As can be seen in Figure 2, there is a clear N400 disambiguation effect for both subordinate and dominant target words in the non-grooming speaker. In the grooming speaker, the disambiguation effect is restricted to the subordinate target only. A repeated measures ANOVA with gesture style (grooming, non-grooming), gesture (D, S), target word (D, S), ROI (1, 2, 3, 4, 5) and region (anterior, posterior) as within-subject factors revealed a significant main effect of gesture style [F(1,35) = 5.16, P = 0.029, partial-eta-square = 0.13], a significant interaction of gesture and ROI [F(4,140) = 3.17, P = 0.046, partial-eta-square = 0.013, ε = 0.52], a significant interaction of gesture and target word [F(1,35) = 34.55, P < 0.000, partial-eta-square = 0.50], and most importantly a significant interaction of the factors gesture style, gesture and target word [F(1,35) = 4.77, P = 0.035, partial-eta-square = 0.12].

Subsequent step-down analyzes resulted in a main effect of gesture for subordinate target words irrespective of gesture style [F(1,35) = 25.85, P < 0.0001, partial-eta-square = 0.43], i.e. for both the grooming and non-grooming speaker, gestures incongruent to the target word elicited a larger N400 than gestures congruent to the target word.

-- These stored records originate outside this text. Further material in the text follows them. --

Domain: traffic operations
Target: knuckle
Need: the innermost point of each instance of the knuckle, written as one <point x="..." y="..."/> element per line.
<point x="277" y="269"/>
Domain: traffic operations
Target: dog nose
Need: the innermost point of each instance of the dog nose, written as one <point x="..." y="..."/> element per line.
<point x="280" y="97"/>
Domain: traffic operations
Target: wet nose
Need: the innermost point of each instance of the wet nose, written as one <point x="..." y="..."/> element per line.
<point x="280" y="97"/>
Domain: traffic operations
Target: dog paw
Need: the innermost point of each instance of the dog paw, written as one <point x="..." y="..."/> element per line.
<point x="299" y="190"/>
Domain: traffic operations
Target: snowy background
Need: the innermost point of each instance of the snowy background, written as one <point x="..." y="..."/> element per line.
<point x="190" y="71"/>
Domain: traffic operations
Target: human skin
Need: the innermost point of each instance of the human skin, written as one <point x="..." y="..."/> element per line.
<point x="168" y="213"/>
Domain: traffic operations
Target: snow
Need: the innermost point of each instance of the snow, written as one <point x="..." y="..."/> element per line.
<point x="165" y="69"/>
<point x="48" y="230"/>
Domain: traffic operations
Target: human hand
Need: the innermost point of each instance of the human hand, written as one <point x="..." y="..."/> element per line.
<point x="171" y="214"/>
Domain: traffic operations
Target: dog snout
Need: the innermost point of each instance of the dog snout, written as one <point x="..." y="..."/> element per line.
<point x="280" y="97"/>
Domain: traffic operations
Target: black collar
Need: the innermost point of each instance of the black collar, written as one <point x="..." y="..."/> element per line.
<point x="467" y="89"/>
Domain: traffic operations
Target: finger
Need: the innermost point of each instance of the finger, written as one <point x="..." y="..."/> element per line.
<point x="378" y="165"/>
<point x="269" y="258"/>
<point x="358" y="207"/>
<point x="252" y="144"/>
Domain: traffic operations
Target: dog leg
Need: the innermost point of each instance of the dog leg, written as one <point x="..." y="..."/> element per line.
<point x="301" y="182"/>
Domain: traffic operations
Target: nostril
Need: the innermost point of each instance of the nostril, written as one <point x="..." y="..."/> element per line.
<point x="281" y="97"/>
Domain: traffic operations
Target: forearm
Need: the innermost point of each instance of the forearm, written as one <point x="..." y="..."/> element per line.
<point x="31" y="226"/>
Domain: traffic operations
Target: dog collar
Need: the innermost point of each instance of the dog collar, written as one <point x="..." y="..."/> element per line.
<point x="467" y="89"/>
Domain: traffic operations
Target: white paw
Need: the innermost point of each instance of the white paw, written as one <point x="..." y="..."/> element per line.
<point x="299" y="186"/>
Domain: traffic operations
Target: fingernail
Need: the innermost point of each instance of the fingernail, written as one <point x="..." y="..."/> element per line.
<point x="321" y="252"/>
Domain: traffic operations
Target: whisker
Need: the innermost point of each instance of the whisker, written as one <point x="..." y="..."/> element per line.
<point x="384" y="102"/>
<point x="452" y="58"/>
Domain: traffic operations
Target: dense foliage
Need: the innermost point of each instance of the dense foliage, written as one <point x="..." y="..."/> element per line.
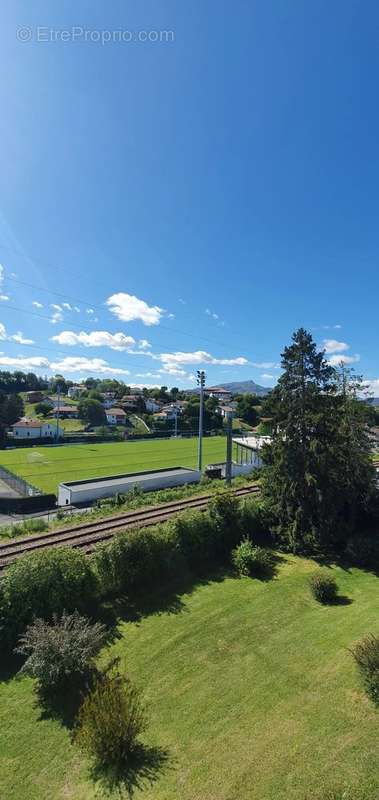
<point x="60" y="652"/>
<point x="251" y="560"/>
<point x="319" y="480"/>
<point x="366" y="655"/>
<point x="323" y="587"/>
<point x="111" y="719"/>
<point x="43" y="584"/>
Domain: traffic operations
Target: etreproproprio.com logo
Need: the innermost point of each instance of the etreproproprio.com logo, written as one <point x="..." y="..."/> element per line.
<point x="77" y="33"/>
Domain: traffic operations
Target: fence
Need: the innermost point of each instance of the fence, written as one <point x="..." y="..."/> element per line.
<point x="18" y="484"/>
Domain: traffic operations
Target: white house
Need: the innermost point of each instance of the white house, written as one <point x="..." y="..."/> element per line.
<point x="152" y="405"/>
<point x="35" y="429"/>
<point x="115" y="416"/>
<point x="226" y="410"/>
<point x="222" y="395"/>
<point x="75" y="391"/>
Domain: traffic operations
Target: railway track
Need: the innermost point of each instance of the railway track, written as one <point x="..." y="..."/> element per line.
<point x="89" y="534"/>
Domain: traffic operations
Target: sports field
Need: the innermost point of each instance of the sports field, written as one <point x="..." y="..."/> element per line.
<point x="45" y="467"/>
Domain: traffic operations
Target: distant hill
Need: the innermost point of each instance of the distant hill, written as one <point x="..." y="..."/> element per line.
<point x="245" y="387"/>
<point x="240" y="387"/>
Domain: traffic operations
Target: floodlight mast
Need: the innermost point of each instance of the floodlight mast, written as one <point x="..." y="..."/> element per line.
<point x="201" y="383"/>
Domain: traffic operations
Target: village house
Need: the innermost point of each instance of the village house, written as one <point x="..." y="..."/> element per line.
<point x="115" y="416"/>
<point x="75" y="391"/>
<point x="34" y="397"/>
<point x="222" y="395"/>
<point x="152" y="406"/>
<point x="68" y="412"/>
<point x="27" y="428"/>
<point x="226" y="410"/>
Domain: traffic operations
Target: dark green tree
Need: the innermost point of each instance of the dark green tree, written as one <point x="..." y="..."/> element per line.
<point x="11" y="408"/>
<point x="92" y="412"/>
<point x="312" y="486"/>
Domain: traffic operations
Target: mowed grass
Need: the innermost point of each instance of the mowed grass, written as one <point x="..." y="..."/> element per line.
<point x="45" y="467"/>
<point x="251" y="692"/>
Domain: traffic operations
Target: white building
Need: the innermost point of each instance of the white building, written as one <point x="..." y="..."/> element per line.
<point x="86" y="491"/>
<point x="152" y="405"/>
<point x="75" y="391"/>
<point x="116" y="416"/>
<point x="226" y="410"/>
<point x="222" y="395"/>
<point x="35" y="429"/>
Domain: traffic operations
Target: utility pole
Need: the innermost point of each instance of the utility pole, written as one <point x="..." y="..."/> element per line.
<point x="229" y="444"/>
<point x="58" y="409"/>
<point x="201" y="383"/>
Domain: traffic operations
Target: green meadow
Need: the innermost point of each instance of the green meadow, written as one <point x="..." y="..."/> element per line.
<point x="251" y="693"/>
<point x="45" y="467"/>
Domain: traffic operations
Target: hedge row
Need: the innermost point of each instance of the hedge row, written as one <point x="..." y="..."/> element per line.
<point x="52" y="581"/>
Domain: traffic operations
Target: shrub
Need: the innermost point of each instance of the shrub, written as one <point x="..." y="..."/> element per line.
<point x="42" y="584"/>
<point x="366" y="655"/>
<point x="110" y="720"/>
<point x="60" y="652"/>
<point x="256" y="522"/>
<point x="136" y="560"/>
<point x="250" y="560"/>
<point x="323" y="587"/>
<point x="197" y="538"/>
<point x="224" y="514"/>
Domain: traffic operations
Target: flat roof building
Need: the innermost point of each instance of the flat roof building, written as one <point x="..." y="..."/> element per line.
<point x="86" y="491"/>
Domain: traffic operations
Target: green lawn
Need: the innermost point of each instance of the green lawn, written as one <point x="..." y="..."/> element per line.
<point x="45" y="467"/>
<point x="251" y="692"/>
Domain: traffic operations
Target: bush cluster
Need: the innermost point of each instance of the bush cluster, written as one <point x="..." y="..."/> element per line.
<point x="323" y="587"/>
<point x="110" y="721"/>
<point x="250" y="560"/>
<point x="63" y="580"/>
<point x="43" y="584"/>
<point x="62" y="652"/>
<point x="366" y="655"/>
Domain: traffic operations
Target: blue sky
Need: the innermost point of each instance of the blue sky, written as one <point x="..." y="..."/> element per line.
<point x="187" y="201"/>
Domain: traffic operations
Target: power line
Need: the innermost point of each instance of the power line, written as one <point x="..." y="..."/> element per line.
<point x="170" y="328"/>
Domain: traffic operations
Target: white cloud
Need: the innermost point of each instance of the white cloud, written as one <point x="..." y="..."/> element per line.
<point x="211" y="313"/>
<point x="265" y="365"/>
<point x="56" y="317"/>
<point x="14" y="337"/>
<point x="22" y="362"/>
<point x="332" y="346"/>
<point x="20" y="338"/>
<point x="90" y="365"/>
<point x="116" y="341"/>
<point x="372" y="386"/>
<point x="337" y="359"/>
<point x="199" y="357"/>
<point x="127" y="307"/>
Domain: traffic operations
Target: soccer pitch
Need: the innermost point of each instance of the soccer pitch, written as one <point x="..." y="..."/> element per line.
<point x="45" y="467"/>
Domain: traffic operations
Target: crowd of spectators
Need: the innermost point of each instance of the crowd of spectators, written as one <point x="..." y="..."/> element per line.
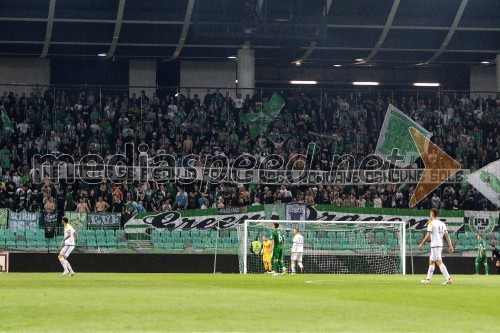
<point x="81" y="122"/>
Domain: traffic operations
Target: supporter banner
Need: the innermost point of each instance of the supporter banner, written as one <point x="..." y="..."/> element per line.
<point x="481" y="222"/>
<point x="296" y="212"/>
<point x="23" y="220"/>
<point x="76" y="219"/>
<point x="4" y="213"/>
<point x="395" y="142"/>
<point x="232" y="210"/>
<point x="50" y="219"/>
<point x="487" y="181"/>
<point x="208" y="219"/>
<point x="104" y="220"/>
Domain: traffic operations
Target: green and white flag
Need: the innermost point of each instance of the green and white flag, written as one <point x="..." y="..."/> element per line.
<point x="395" y="142"/>
<point x="4" y="212"/>
<point x="487" y="181"/>
<point x="77" y="220"/>
<point x="260" y="121"/>
<point x="7" y="125"/>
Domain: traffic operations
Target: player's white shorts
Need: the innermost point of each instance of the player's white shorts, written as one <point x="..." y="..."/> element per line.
<point x="66" y="250"/>
<point x="436" y="253"/>
<point x="297" y="256"/>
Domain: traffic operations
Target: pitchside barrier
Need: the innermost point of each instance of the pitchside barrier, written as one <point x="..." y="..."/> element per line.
<point x="215" y="231"/>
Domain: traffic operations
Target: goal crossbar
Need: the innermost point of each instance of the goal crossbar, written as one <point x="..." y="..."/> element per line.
<point x="400" y="224"/>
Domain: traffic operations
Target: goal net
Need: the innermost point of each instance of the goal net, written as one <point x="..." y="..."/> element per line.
<point x="330" y="247"/>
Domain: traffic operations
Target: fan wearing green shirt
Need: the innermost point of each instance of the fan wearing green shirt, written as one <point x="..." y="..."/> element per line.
<point x="278" y="241"/>
<point x="481" y="255"/>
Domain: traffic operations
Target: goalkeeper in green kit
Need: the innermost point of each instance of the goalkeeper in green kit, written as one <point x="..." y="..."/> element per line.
<point x="481" y="255"/>
<point x="278" y="241"/>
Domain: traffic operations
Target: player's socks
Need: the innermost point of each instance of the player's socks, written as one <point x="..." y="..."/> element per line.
<point x="430" y="271"/>
<point x="68" y="266"/>
<point x="63" y="263"/>
<point x="444" y="270"/>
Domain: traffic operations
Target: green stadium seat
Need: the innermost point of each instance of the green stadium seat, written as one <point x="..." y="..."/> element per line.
<point x="112" y="242"/>
<point x="167" y="245"/>
<point x="199" y="245"/>
<point x="90" y="233"/>
<point x="30" y="234"/>
<point x="91" y="243"/>
<point x="101" y="241"/>
<point x="41" y="244"/>
<point x="157" y="242"/>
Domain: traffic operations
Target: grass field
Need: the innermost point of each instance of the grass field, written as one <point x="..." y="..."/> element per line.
<point x="257" y="303"/>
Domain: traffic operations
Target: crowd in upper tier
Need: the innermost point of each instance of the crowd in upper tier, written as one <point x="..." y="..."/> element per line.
<point x="80" y="122"/>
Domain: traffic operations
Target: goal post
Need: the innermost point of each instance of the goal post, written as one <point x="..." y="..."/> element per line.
<point x="331" y="247"/>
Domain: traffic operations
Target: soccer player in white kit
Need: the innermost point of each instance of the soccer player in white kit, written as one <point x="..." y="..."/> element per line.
<point x="69" y="240"/>
<point x="297" y="250"/>
<point x="435" y="231"/>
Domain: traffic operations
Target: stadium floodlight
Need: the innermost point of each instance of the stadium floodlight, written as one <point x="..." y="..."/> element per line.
<point x="332" y="247"/>
<point x="426" y="84"/>
<point x="303" y="82"/>
<point x="366" y="83"/>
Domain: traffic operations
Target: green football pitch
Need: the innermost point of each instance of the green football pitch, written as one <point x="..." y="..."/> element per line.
<point x="256" y="303"/>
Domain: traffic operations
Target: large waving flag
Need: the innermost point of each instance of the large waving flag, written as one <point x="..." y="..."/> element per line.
<point x="259" y="122"/>
<point x="487" y="181"/>
<point x="395" y="142"/>
<point x="7" y="125"/>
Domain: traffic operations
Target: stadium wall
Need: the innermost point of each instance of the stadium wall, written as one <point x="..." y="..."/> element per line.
<point x="208" y="74"/>
<point x="482" y="78"/>
<point x="24" y="71"/>
<point x="182" y="263"/>
<point x="142" y="73"/>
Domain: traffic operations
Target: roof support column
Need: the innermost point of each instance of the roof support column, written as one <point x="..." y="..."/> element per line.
<point x="245" y="71"/>
<point x="498" y="72"/>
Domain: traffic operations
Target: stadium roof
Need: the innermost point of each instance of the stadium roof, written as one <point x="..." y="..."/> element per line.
<point x="394" y="32"/>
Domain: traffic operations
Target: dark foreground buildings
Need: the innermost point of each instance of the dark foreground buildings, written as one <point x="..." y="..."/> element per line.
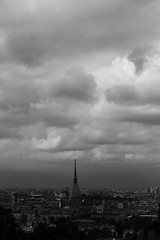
<point x="76" y="193"/>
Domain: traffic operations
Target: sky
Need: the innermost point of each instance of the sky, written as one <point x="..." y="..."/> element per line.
<point x="79" y="80"/>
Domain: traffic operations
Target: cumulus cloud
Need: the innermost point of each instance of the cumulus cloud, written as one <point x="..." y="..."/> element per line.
<point x="80" y="80"/>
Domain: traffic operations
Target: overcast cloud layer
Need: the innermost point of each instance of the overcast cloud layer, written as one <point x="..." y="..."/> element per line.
<point x="80" y="80"/>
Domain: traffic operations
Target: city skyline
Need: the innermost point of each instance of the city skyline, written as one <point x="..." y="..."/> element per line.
<point x="79" y="81"/>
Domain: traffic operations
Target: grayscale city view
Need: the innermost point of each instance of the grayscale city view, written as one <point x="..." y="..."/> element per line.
<point x="79" y="120"/>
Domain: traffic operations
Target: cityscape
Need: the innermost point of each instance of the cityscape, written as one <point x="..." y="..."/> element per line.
<point x="79" y="120"/>
<point x="109" y="213"/>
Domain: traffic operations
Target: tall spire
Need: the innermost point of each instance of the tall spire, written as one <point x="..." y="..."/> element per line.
<point x="75" y="173"/>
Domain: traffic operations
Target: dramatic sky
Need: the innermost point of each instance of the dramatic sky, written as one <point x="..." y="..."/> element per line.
<point x="79" y="79"/>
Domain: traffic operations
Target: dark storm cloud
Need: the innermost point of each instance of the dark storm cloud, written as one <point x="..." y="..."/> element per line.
<point x="105" y="115"/>
<point x="67" y="29"/>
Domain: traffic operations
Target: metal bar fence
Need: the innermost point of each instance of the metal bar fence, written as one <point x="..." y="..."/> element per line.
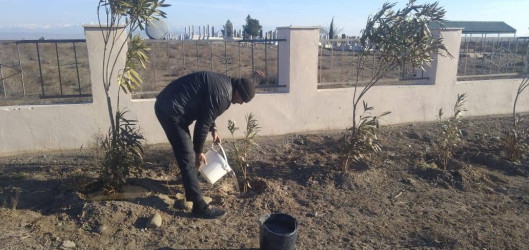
<point x="338" y="66"/>
<point x="51" y="71"/>
<point x="491" y="57"/>
<point x="234" y="58"/>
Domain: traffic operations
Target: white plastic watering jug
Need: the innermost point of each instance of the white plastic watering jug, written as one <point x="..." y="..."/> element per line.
<point x="217" y="165"/>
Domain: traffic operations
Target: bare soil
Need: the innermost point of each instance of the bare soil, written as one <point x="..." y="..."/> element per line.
<point x="399" y="200"/>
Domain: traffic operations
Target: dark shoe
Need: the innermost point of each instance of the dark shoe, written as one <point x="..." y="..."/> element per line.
<point x="209" y="213"/>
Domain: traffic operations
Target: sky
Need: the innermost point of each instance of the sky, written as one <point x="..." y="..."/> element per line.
<point x="62" y="19"/>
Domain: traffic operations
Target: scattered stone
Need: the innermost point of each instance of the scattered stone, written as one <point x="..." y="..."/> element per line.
<point x="68" y="244"/>
<point x="180" y="196"/>
<point x="408" y="181"/>
<point x="101" y="229"/>
<point x="184" y="205"/>
<point x="166" y="199"/>
<point x="414" y="135"/>
<point x="207" y="199"/>
<point x="155" y="221"/>
<point x="314" y="214"/>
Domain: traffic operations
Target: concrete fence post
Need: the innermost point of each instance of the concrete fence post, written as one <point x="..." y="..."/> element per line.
<point x="298" y="60"/>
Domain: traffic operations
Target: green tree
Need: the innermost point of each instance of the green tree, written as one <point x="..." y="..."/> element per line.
<point x="123" y="152"/>
<point x="398" y="37"/>
<point x="227" y="29"/>
<point x="251" y="28"/>
<point x="331" y="29"/>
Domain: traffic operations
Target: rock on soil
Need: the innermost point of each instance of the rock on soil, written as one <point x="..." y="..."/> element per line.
<point x="155" y="221"/>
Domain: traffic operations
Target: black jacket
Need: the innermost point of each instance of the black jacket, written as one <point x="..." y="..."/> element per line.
<point x="201" y="97"/>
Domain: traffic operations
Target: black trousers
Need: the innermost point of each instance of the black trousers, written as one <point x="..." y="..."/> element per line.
<point x="182" y="145"/>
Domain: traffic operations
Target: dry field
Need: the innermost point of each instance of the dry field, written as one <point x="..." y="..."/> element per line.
<point x="399" y="200"/>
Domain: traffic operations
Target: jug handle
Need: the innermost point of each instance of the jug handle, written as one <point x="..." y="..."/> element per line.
<point x="223" y="153"/>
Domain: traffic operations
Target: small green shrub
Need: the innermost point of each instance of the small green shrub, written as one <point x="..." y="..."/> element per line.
<point x="515" y="145"/>
<point x="450" y="133"/>
<point x="122" y="154"/>
<point x="242" y="149"/>
<point x="361" y="142"/>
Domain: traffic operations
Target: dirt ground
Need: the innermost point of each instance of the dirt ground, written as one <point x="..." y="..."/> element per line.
<point x="400" y="200"/>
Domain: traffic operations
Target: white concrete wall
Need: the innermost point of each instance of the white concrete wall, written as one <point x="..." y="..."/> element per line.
<point x="302" y="108"/>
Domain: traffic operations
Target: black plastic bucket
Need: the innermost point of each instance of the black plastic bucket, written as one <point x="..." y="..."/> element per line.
<point x="278" y="232"/>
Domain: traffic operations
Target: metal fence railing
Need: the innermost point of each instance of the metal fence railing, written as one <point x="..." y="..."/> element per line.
<point x="491" y="57"/>
<point x="337" y="61"/>
<point x="171" y="59"/>
<point x="44" y="72"/>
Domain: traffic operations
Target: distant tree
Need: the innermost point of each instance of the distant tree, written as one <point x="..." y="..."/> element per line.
<point x="252" y="27"/>
<point x="227" y="29"/>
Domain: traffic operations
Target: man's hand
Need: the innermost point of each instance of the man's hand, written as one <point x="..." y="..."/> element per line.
<point x="216" y="136"/>
<point x="199" y="159"/>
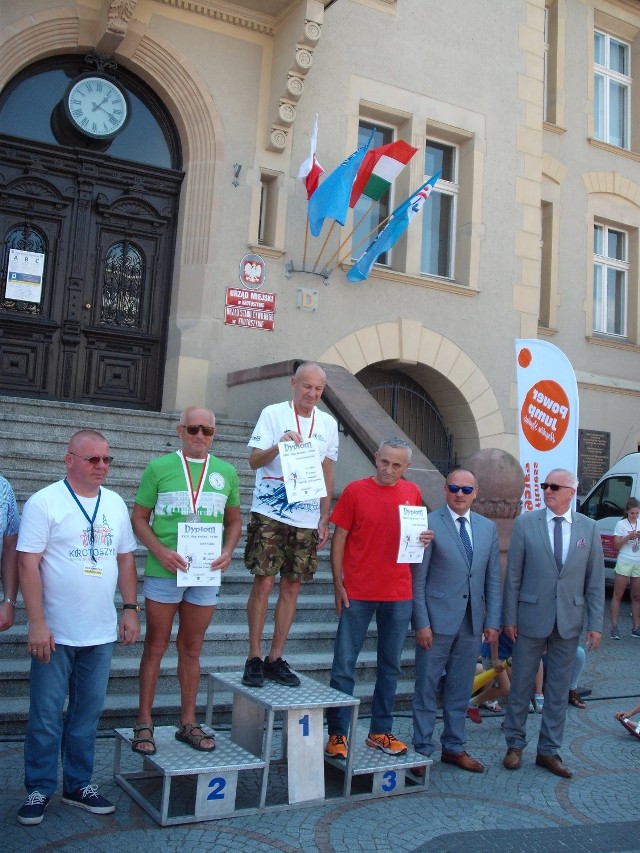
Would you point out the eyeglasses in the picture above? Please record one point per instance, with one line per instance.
(194, 430)
(93, 460)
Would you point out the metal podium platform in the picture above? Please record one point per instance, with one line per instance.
(216, 773)
(252, 720)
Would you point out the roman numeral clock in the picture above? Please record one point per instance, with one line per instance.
(94, 107)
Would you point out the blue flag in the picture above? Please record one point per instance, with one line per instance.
(331, 199)
(392, 231)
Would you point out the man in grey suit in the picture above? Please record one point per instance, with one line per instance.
(555, 568)
(456, 594)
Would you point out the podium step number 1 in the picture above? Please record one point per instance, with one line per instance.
(305, 755)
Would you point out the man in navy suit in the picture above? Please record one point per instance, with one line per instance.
(555, 568)
(456, 594)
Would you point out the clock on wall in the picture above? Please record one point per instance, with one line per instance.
(96, 106)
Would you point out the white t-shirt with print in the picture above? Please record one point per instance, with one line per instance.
(269, 494)
(77, 592)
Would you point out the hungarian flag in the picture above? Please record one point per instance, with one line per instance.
(392, 231)
(380, 167)
(311, 170)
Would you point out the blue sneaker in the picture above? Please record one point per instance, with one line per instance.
(32, 811)
(89, 799)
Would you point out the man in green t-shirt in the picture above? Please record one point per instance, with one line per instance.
(183, 491)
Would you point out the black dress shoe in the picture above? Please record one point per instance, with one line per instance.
(553, 763)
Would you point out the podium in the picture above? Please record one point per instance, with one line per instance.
(253, 715)
(216, 774)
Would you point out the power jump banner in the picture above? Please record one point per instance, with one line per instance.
(548, 423)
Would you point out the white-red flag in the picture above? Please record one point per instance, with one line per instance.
(311, 170)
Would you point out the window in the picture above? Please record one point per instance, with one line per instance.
(439, 214)
(368, 214)
(612, 89)
(610, 274)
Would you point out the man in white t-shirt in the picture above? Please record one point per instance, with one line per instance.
(282, 536)
(74, 546)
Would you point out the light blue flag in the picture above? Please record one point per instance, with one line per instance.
(392, 231)
(331, 199)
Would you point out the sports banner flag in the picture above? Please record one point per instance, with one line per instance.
(548, 415)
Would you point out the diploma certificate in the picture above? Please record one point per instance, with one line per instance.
(200, 544)
(413, 520)
(302, 470)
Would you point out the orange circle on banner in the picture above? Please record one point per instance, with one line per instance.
(524, 357)
(545, 415)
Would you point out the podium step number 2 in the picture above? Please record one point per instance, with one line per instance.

In contrast, the step-down analyzes for the dominant target word not only revealed a significant main effect of gesture [F(1,35) = 5.39, P = 0.026, partial-eta-square = 0.16], but importantly also a significant interaction of gesture style and gesture [F(1,35) = 6.54, P = 0.015, partial-eta-square = 0.16]. Resolving this interaction, we found a significant main effect of gesture for the non-grooming speaker condition {paired-t(35) = 3.412; 95% CI of difference [ − 1.62 to − 0.41], P = 0.002, Cohen’s d = 0.60} but not for the grooming speaker condition {paired-t(35) = 0.384; 95% CI of difference [−0.48 to 0.70], P < 0.70, Cohen’s d = 0.06}.

Thus, only for the non-grooming speaker there was an effect of gesture-speech congruency (i.e. the N400 disambiguation effect) at dominant target words, suggesting that our participants indeed distinguished between the grooming and non-grooming gesture style in their gesture-speech integration.

DISCUSSION

For the non-grooming speaker, combining an ambiguous word with a gesture lead to a reduced N400 at the expected target words presented downstream the sentence indicating an easier integration with the foregoing context. This N400-effect suggests that participants used gesture to disambiguate speech thereby replicating several ERP studies (Holle and Gunter, 2007; Obermeier et al., 2011, 2012; Obermeier and Gunter, 2015). Although Holle and Gunter (2007) showed that the presence of grooming movements impacts the N400-disambiguation effect, the present experiment shows for the first time that this influence is speaker specific. That is, for the non-grooming speaker, the N400-disambiguation effect was present for both the dominant and subordinate target words, whereas for the groomer this effect was only present for the subordinate targets. The lack of an N400-effect at dominant targets suggests that the addition of grooming movements weakened the impact of gesture for this particular speaker and that word meaning frequency was the primary constraint used for disambiguating the homonym. Thus, it is not just seeing grooming movements that impacts the integration of gesture and speech generally (as in Holle and Gunter, 2007); rather, it impacts the integration specifically for the speaker who is producing those grooming movements. In other words, these ERP-data show that there is sensitivity to the personal communication style of a speaker and that affects the extent to which gesture and speech are integrated during language comprehension.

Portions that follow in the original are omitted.